08/10/2013 (The Star) - Moody’s Investors Service says IOI Corp Bhd’s announced acquisition of 39.55% of Unico-Desa Plantation Bhd through its unit, IOI Plantation Sdn Bhd, and the mandatory takeover offer it will make for the remaining shares, is a credit negative.

“The cash acquisition will diminish IOI’s existing cash positions,” Moody’s said.

“The total acquisition cost, including the remaining 60.45% stake, is approximately RM1bil, plus net debt of RM15mil. IOI reported RM2.9bil of cash and cash equivalents at the end of June, although it will receive about RM1.6bil from the proposed de-merger of its property businesses later this year.”

According to the ratings agency, the cash consideration for the Unico acquisition will likely push IOI’s net debt/EBITDA ratio beyond its downward rating trigger of 1.5 times by the end of the fiscal year ending June 2014 after deconsolidating the EBITDA of its property business.

It said it had expected IOI to maintain its net debt/EBITDA ratio at around 1.0 time-1.5 times after the property spin-off and, in particular, to keep higher levels of cash on hand in the run-up to the redemption of its RM1.6bil in US dollar-denominated notes in March 2015.

“We view IOI’s large cash balance as a key rating driver following the disposal of its property businesses, because IOI will keep the majority of the existing group debt.
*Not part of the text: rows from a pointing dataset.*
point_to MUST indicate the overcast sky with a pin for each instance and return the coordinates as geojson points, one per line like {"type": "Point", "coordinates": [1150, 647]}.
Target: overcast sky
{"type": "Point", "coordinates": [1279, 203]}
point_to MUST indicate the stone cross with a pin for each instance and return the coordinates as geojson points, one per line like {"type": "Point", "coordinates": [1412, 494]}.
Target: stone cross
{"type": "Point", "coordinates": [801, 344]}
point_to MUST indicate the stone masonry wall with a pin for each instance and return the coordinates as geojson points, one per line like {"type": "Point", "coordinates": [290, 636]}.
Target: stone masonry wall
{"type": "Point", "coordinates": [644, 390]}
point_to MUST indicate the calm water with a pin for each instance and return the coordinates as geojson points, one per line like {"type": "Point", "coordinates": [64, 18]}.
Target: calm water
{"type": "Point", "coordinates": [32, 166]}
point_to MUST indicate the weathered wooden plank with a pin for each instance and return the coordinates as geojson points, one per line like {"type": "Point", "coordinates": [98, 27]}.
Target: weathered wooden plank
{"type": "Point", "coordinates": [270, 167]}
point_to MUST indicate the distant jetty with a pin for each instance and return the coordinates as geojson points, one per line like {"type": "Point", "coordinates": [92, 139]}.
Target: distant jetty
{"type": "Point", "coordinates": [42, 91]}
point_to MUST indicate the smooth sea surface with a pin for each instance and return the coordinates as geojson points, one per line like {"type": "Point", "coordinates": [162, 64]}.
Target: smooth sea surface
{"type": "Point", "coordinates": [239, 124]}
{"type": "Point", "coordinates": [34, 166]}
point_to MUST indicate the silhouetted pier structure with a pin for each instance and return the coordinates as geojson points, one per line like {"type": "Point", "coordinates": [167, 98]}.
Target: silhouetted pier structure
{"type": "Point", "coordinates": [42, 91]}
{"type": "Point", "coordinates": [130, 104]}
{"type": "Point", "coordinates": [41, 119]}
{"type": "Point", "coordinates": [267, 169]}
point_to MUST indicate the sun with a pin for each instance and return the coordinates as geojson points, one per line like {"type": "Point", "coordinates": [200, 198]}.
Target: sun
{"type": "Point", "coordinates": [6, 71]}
However, it will be operating with a smaller income and asset base consisting solely of its plantation operations, resulting in higher gross debt leverage of 4.1 times in fiscal 2013 (versus 3.5 times in fiscal 2012) and weaker EBITDA interest coverage of 6.4 times (versus 13.8 times in fiscal 2012) after reclassifying the property segments as discontinued operations,” Moody’s explained.

It pointed out that the company would be left with reduced business diversity and would be wholly exposed to the cyclical nature of crude palm oil (CPO) prices. In addition, it said, the proposed purchase price for Unico works out to about RM79,000 per hectare (ha), or about seven years’ worth of sales at a CPO price of US$700 per tonne.

It said yields achieved at Unico’s plantations were already close to the levels of IOI’s, leaving little scope for IOI’s management team to extract better results.

“Unico reported fresh fruit bunch (FFB) yield of 23.80 tonnes per ha and a CPO extraction rate of 20.33% for the fiscal year ended March 2013, compared to IOI’s FFB yield of 24.46 tonnes per ha and CPO extraction rate of 20.84% for fiscal year ended June 2013.

“IOI’s plantations are aging, with a large proportion of prime and past-prime trees, and the age profile will not improve materially after the acquisition because it adds less than 8% to IOI’s existing planted oil palm area.

“Consequently, IOI’s plantation output remains well below its CPO refining capacity and the company will continue to need significant amounts of bought-in CPO to feed its downstream activities,” Moody’s concluded.